Part I: What is it like to be modern?
Chapter 2: Three constituting values
‘Values’ is the most general way in which I speak about the three parts of modern cultural identity. But they are only sometimes found in the wild as ‘values’. Persons variously experience and enact these values as nomoi, dogmas, first principles, ethics, and virtues. Tracking modern cultural identity will thus be a kind of ‘art of fugue’ in which the impersonal elements of the modern trinity reappear in different forms and manifesting various aspects when subjected, in turn, to being viewed under different lenses or in different conditions. Like the Trinity of old, sometimes I will look at them in their ‘economy’, active in the world, and at other times in their ‘essence’, as concepts of values.

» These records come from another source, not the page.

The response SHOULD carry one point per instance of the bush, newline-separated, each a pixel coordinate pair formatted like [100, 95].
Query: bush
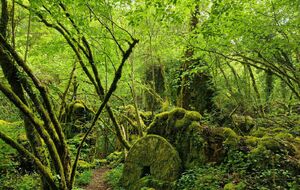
[113, 177]
[84, 178]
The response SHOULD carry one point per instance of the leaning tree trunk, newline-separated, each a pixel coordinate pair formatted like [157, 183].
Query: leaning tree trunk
[195, 91]
[12, 75]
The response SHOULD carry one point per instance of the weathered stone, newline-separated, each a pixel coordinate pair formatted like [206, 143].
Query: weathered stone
[151, 162]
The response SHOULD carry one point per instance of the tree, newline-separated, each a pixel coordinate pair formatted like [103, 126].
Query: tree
[41, 114]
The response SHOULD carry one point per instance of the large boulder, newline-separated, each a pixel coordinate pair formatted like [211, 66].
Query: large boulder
[151, 162]
[196, 144]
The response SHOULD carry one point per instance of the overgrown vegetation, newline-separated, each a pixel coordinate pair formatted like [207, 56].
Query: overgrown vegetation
[207, 89]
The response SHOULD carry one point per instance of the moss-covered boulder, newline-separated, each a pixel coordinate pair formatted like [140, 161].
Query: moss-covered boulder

These three values are chiefly claims about the individual human person, the self, and by implication about others and the political community itself. They can provide the beginnings of modern ethical reasoning at multiple levels: the individual, societal, or political. One can, say, write a new constitution by beginning with universal equality, moving to personal autonomy, and ensuring that consensual obligations are the go-to form of moral obligation between such autonomous equals. One could, similarly, work out an ethics, how to act, in a world of autonomous persons just as oneself, moving toward idealizing consensual relations among equals as the fulfilment of its grounding ethic. In either case, and no matter with which value one begins, it would be hard to avoid bringing the other values to bear on the project. When one imagines the world made in the image of one, the others are swiftly come upon, and make sense, for they seem to complement each other, and to stand in want of each other. Without the other values to fill them in or tie them down, they remain shells of themselves or get carried away with themselves.

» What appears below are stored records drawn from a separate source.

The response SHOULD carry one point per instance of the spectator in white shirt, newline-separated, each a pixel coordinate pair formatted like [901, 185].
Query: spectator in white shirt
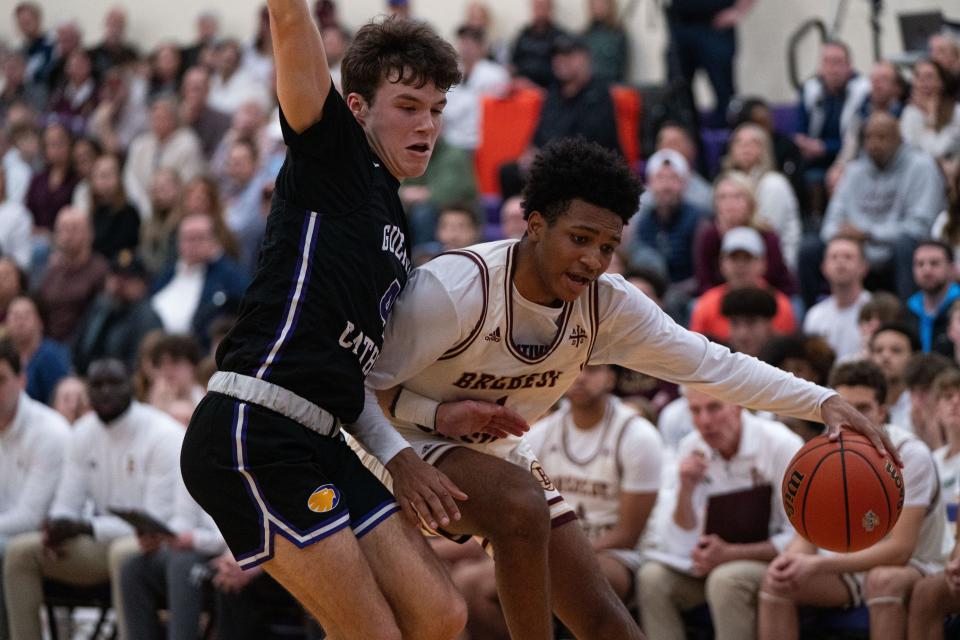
[16, 225]
[32, 443]
[123, 455]
[232, 84]
[165, 145]
[731, 450]
[835, 317]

In fact, consent, equality, and autonomy, as defined below, imply each other to such a degree that they create a ‘metaphysical dream of the world’. Richard Weaver’s famous phrase was about nominalist constructs of the world that supplant realistic metaphysics, but it can equally be applied to modern values. As he says, ‘[m]an created in the divine image, the protagonist of a great drama in which his soul was at stake, was replaced by man the wealth-seeking and consuming animal.’1 Inhabiting this dream of the world, one can ‘be modern’, have modern hopes and dreams, envision a modern
39 heaven, with a modern, voluntaristic Hell, and so forth. One can believe in a modern ‘God’ who respects individual choice, so much that any evil is explicable based on that sincere respect for our authenticity. Such modern theodicy is based in the anthropology of freedom, that is, in personal autonomy and consensual obligations. God would never want anyone in heaven who really did not want to be there and had not freely chosen it (although this new theology rarely extends universal equality to include God as first among equals; God does, however, function as author and referee, ensure universal equality by having created us all as ‘brothers and sisters’ and working out this brotherhood in charity, which sees no distinctions of status). It has been said that ‘only by imagination can the world be known’, but there are many ways of imagining. And the modern moral imaginary lopes on to another field of enquiry, moving through its dream world as if it were the real world. It has made its dream world into the modern man-world.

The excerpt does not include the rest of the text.